わたしが顔を上げると、その男は人のよさそうな顔を不安げに曇らせていた。パリで出会っていようが、たとえその男が日本語をしゃべっていなくても、ひと目見て日本人だと分かる男だった。
両手に紙袋を抱えている。どうやら買い物の帰りらしく、そこから野菜や果物、ラップやキッチンペーパーが覗いていた。

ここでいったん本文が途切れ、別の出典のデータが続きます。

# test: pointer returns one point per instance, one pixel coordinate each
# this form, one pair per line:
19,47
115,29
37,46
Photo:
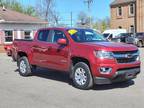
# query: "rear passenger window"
57,35
43,35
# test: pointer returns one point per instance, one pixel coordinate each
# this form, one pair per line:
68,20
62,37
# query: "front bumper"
120,75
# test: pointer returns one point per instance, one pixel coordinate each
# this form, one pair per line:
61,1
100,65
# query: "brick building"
128,14
15,25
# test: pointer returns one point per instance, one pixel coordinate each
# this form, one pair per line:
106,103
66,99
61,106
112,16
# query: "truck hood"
111,46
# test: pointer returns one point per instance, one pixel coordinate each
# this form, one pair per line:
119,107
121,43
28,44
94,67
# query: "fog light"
105,70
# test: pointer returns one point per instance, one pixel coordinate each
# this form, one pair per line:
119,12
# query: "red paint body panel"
8,49
54,56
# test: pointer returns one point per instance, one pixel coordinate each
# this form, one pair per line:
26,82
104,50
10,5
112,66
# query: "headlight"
104,54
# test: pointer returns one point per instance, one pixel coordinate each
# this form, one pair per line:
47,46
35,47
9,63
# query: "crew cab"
8,49
84,54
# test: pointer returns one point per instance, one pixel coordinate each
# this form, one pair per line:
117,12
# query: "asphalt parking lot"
49,89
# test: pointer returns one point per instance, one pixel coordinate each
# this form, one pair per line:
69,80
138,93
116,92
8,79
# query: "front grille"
124,60
126,56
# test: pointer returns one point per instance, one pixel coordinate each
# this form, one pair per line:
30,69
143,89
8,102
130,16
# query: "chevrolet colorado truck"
85,55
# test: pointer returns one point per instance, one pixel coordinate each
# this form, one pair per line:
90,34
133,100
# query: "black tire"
140,44
87,82
24,67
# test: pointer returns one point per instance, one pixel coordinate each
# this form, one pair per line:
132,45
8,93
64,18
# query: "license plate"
129,75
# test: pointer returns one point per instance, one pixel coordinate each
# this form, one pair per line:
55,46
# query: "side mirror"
62,41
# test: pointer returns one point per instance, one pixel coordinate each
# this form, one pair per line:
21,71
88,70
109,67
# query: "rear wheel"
82,77
24,67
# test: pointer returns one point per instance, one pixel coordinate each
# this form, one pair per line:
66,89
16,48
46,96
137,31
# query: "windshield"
85,35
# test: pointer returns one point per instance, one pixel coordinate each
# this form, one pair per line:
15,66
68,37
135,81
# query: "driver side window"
57,35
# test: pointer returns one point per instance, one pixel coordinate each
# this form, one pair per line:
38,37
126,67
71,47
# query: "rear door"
41,48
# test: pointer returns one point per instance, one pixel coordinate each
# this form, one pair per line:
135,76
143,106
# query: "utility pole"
89,2
71,19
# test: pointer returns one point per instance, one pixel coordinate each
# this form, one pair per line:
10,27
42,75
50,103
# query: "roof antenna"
4,9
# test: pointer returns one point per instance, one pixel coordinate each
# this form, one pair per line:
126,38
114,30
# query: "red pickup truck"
8,49
85,54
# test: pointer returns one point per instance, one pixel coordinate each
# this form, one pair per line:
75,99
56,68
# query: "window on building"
120,27
27,34
132,9
119,11
132,29
8,36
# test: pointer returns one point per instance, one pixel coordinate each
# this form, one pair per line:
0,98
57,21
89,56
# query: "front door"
58,54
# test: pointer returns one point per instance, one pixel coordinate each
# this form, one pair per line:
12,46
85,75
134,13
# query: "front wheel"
24,67
82,77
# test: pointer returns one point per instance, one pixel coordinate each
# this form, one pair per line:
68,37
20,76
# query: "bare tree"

歳は二十代前半だろうか。一見、十代くらいに見えるが、日本人が若く見えることを、わたしはよく知っていた。
おかげで、わたしはいつも年上にみられていた。
恐らく彼よりは厳しい人生を送ってきたわたしは、警戒心から、彼を一瞥しただけで目を逸らした。
それでも、少しは気になった。
初対面でわたしが日本人だと思われたことはなかった。
どうして、日本語で話しかけてきたのだろう。
単に彼が日本語しか話せないのかもしれない。だが、彼は旅行者の風でもなかったし、見るからに日本人でも、パリの町に溶け込んでいるように見えた。要は、パリに住んでいると見て取れた。フランス語を少しもしゃべれないとは思えない。
それにしても、一人分にしては大荷物の買い物だ。家族が一緒なのだろうか。
そんな少しの興味が、わたしをベンチから立たせなかった。いつもなら、面倒を避けるために、無言で立ち去るだろう。それでもしつこかったら、少々手荒なことをするかもしれない。
でも、わたしはその時、なぜかうつむいたままだった。言葉が分からない振りはしていたが、そこに留まることを選択してしまった。